Style and Technique

(Comprehensive Guide to Short Stories, Critical Edition)

Ford has been criticized for giving his characters too much insight, too much room to muse and find meaning in those moments that remain memorable through their lives. Critics of his fiction claim that the men who typically populate his stories are a luckless breed of Westerners who should not possess the lyrical impulses that drive his stories. They argue that the author imposes his own voice on his narrators, and that men such as Les—who come from broken homes and marginalized backgrounds—could not possibly be as sensitive and articulate as Ford depicts them. It is true that Ford usually gives his characters dialogue that means something—words weighted with dramatic implication. Ford defends his method of meaning-filled conversation, however, by explaining that he is not trying to write dialogue that “is actual to life. I’m trying to write dialogue that refers to life.” He adds that he does not think readers need to read stories merely “to have life rehashed. Stories should point toward what’s important in life, and our utterances always mean something.” Ford jeopardizes credibility when his characters step outside the boundaries of their emotional landscapes and go beyond the expectations of the reader; however, the risk is rewarded with an intimacy that would not exist if Ford refused to let his narrators speak.

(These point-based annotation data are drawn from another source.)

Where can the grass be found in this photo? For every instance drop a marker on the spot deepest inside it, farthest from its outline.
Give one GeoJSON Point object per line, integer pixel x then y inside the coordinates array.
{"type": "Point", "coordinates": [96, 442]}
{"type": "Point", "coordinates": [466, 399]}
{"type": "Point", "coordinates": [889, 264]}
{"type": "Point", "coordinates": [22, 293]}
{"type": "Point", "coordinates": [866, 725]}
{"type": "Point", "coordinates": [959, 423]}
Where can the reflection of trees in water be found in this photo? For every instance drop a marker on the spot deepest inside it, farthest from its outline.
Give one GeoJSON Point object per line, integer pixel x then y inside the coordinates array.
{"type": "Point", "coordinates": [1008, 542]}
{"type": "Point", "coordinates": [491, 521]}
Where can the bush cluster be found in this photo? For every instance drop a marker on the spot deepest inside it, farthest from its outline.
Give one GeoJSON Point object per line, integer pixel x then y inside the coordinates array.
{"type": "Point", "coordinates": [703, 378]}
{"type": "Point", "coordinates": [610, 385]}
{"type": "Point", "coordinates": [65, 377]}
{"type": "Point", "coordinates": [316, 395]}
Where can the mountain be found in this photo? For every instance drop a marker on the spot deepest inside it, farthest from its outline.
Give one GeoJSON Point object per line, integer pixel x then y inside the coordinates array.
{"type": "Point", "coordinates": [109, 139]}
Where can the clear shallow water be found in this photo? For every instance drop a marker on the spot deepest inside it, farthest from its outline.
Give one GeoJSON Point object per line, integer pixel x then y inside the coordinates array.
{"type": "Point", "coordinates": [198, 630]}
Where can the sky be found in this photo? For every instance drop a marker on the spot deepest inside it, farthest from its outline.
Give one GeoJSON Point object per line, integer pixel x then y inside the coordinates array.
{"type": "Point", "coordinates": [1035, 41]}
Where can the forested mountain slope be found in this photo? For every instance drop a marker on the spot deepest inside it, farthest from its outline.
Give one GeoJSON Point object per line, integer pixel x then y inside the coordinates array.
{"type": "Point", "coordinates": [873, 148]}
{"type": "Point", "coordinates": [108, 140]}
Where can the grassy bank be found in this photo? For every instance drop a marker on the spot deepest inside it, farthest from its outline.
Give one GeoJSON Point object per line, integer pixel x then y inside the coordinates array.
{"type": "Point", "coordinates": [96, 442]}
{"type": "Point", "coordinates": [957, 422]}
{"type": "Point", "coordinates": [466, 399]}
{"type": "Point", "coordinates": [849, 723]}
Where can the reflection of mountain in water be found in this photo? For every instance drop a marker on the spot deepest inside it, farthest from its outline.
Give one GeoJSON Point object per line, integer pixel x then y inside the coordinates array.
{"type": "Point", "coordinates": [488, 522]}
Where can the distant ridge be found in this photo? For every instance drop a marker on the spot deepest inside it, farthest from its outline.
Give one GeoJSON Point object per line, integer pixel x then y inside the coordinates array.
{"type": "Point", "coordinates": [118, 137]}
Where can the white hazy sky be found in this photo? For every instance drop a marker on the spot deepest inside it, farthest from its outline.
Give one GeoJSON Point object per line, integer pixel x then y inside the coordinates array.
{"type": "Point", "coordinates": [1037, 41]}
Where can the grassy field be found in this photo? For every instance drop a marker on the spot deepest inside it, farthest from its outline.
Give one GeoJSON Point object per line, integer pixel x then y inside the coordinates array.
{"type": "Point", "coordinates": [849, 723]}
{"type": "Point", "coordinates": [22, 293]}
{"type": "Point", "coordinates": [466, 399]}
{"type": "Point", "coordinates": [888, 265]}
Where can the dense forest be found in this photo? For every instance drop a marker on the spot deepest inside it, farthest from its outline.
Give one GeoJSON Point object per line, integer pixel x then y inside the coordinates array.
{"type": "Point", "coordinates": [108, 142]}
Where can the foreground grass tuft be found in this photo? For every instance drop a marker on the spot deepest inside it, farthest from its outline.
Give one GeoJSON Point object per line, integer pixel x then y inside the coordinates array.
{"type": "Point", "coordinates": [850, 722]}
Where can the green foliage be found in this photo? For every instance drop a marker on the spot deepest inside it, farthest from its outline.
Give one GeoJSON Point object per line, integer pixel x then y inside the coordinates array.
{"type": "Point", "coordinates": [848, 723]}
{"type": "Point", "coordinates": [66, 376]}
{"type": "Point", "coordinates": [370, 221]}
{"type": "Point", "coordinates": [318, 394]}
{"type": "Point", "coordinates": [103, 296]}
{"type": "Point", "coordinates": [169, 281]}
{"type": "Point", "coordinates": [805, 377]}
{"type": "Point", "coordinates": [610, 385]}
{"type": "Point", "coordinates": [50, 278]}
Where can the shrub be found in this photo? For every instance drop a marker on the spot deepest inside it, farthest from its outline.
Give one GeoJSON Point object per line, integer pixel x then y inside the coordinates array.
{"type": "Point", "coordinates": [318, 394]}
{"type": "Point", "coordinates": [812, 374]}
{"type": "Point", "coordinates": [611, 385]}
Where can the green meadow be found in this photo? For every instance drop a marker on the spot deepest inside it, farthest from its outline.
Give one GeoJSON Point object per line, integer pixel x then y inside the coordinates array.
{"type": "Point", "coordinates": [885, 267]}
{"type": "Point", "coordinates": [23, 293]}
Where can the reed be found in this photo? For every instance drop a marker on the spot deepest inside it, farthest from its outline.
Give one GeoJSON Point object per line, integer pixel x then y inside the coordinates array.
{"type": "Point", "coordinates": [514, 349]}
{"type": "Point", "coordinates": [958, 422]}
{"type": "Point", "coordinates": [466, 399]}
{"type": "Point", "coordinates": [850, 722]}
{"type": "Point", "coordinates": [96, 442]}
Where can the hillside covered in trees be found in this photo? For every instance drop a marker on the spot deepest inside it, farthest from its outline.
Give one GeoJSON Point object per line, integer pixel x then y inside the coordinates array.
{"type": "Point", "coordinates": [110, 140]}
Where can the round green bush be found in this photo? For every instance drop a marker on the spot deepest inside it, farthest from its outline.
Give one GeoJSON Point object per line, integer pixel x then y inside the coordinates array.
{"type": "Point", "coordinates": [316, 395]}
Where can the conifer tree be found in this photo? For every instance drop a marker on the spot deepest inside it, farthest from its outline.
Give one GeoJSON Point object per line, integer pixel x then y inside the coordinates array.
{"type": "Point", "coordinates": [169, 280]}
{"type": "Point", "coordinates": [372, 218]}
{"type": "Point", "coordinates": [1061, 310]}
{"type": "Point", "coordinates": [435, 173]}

When Les reflects “I don’t know what makes people do what they do, or call themselves what they call themselves, only that you have to live someone’s life to be the expert,” the simple wisdom of his words seems to be merited by the experience that he has lived through. He is forty-one years old at the time of his telling, looking back at a time when he was sixteen. He has had twenty-five years to think about the events of that November day. It is not at all surprising that he has learned a few hard lessons.